I hadn’t thought of this (from Doug):

One of the many advantages of the days when secondary schools had shop classes was that among those sort of practical, skill-based classes was drafting. And a part of drafting was learning to letter precisely and carefully.

Of course, those were also the days of explicit and meticulous handwriting lessons in grade school.

And I love this from Ana:

My brother was always a math wiz in school, but one high school teacher gave him B’s–the horror! It was entirely due to neatness. He straightened up quickly, aced the class and went on to major in math in college.

With Ana’s brother, I have to think there’s a connection between the initial Bs for sloppiness and the math major in college — if only because discipline breeds discipline.

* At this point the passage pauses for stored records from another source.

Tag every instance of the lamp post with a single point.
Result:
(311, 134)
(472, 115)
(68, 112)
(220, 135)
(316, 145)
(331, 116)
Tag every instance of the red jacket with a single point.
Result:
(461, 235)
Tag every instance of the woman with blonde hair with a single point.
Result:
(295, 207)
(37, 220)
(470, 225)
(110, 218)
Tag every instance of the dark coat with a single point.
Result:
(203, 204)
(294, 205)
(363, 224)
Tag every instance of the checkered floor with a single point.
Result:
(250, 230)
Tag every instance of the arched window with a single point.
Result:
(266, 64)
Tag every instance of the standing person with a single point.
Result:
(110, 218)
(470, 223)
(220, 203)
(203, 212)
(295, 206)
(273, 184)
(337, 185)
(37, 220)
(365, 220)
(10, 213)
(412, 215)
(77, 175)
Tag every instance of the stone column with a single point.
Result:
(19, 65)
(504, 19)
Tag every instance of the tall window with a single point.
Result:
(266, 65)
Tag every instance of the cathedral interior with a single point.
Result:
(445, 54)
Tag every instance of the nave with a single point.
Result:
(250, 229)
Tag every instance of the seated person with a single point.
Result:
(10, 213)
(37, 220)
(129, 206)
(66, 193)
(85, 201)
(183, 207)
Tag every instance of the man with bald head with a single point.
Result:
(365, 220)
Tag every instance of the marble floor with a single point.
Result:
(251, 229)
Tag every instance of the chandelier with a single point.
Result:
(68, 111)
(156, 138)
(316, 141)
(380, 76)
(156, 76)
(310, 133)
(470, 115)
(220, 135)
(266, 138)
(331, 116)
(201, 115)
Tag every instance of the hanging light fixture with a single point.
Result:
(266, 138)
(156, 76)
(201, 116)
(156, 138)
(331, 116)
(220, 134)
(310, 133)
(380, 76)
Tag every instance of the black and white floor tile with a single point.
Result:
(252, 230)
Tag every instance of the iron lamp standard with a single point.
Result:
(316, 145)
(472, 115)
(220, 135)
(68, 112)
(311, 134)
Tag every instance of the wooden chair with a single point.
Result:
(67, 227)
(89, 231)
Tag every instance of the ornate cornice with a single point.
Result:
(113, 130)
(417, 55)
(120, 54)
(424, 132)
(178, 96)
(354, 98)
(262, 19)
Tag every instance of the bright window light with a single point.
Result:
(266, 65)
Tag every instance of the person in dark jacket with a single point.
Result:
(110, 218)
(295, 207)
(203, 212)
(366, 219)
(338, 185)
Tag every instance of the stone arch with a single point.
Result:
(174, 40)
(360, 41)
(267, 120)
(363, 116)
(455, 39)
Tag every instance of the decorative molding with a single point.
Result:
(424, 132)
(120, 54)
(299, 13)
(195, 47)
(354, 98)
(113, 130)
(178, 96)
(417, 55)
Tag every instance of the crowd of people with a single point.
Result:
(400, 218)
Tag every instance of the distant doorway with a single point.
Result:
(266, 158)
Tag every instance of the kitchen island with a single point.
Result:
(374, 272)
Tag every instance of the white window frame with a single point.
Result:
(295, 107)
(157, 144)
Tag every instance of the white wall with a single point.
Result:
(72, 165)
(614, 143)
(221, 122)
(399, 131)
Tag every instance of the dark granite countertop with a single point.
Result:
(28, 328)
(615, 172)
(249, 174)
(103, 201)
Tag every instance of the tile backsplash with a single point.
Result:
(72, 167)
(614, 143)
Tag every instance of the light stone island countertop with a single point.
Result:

Our unconscious minds are a subject of endless fascination to me. I’m pretty sure that we ‘observe’ ourselves unconsciously in some way, so that if we see ourselves taking care we conclude that we do care.

Ana’s nephew may have seen himself taking pains to write his numerals and symbols neatly and concluded that math mattered.

Perfect handwriting, perfect score

An SAT tutor tells me that three of her students have had perfect scores on the SAT essay.

All three were L2 students (English as a second language), and all three had perfect handwriting.

Perfect. Handwriting.

That’s the key. Or a key.

(And great tutoring, in this case.)

My thought: every student who will be taking the SAT should buy a copy of Write Now: The Complete Program For Better Handwriting and start practicing.

The before-and-after samples of physician handwriting are a stitch.

(I marched C. through half the book when he was in 5th grade, I think it was. I should have  marched him through the whole thing, but I didn’t have the strength, what with the daily math re-teaching and MegaWords. My own handwriting improved tremendously, however.)